Funded and built with a collaboration by over ten thousand scientists and engineers from over 100 different countries as well as hundreds of universities and laboratories, LHC is definitely something of great achievement in this setting.
However, with its bulky circular appearance, it looks like a live crafted dimensional gate from the Sci Fi
Channel, which will zoom scientist to an alternate universe and as adventurous as this sounds, it is not what it’s for.
It’s suppose to produce the elusive Higgs boson, which is the very last unobserved particle among other predicted by the Standard Model.
The first beam circled through the collider during the morning hours of September 10, 2008. With a successful fire of protons around the tunnel in stages of three kilometers at a time.This led LHC
to complete its first major successful test.
All in all, creating a discovery of events not seen since the creation of the Big Bang so to say.
Despite this great feat though, it caused a stir among people fearing that it could create a microscopic black hole that could endanger the earth or could create doomsday terror throughout the planet.

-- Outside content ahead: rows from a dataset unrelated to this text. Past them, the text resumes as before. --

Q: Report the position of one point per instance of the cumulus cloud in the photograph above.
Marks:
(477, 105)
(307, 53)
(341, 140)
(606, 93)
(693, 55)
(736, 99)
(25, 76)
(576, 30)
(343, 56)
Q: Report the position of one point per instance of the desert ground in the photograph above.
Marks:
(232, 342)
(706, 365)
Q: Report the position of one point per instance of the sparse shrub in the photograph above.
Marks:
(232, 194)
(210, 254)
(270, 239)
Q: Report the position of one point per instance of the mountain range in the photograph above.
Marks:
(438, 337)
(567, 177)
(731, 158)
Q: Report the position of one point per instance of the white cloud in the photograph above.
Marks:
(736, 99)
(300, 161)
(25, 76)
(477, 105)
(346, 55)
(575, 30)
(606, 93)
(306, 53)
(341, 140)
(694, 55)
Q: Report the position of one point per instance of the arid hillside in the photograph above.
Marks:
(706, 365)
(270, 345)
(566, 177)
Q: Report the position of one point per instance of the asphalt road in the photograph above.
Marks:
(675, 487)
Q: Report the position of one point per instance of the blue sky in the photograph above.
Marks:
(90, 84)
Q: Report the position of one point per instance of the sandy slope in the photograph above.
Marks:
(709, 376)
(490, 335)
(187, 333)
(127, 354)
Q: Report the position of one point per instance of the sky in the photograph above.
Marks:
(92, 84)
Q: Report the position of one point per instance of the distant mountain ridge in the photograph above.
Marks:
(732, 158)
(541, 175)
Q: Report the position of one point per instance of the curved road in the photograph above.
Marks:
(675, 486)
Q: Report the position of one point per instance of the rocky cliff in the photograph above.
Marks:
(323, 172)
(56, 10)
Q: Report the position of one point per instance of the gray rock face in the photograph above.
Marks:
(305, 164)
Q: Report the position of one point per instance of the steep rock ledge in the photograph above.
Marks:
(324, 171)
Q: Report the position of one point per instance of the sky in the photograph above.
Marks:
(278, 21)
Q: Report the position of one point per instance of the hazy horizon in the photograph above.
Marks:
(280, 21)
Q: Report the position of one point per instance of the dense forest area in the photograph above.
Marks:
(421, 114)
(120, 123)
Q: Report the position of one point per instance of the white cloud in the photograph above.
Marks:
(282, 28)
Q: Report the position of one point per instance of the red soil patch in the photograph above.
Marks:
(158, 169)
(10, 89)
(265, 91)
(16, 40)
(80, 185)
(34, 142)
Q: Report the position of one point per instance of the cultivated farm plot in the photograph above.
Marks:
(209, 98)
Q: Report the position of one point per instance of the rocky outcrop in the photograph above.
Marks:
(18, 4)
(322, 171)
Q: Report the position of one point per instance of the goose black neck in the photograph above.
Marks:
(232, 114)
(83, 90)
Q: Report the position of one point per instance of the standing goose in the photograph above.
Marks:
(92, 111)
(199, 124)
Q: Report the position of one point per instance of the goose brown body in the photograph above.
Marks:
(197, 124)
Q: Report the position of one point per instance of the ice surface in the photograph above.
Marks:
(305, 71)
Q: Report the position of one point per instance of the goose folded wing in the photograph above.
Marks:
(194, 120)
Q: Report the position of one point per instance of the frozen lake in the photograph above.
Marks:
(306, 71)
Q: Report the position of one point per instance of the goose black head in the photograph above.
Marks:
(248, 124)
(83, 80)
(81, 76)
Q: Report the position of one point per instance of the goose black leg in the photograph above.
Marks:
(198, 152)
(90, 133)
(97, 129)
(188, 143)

The idea of this happening is a discovery on its own. It sounds interesting at first but when you have a black hole about to swallow the earth. You tend to be a little more close minded about ground breaking discoveries and the like.
Safely to say, the world annihilation theory was debunked and physicists ensured that everything would be safe. However, LHC faced another problem.
An unexpected error dealing with a magnet quench on September 19, released a leak of six tons of liquid helium, which silenced LHC’s performance for several month’s.
This caused it to be halted for repairs until its next available tests, which will continue in the summer of 2009.
This truly a great discovery in the way and actions of particles and will continue to get even better as we draw one step closer to uncovering the secrets of the universe.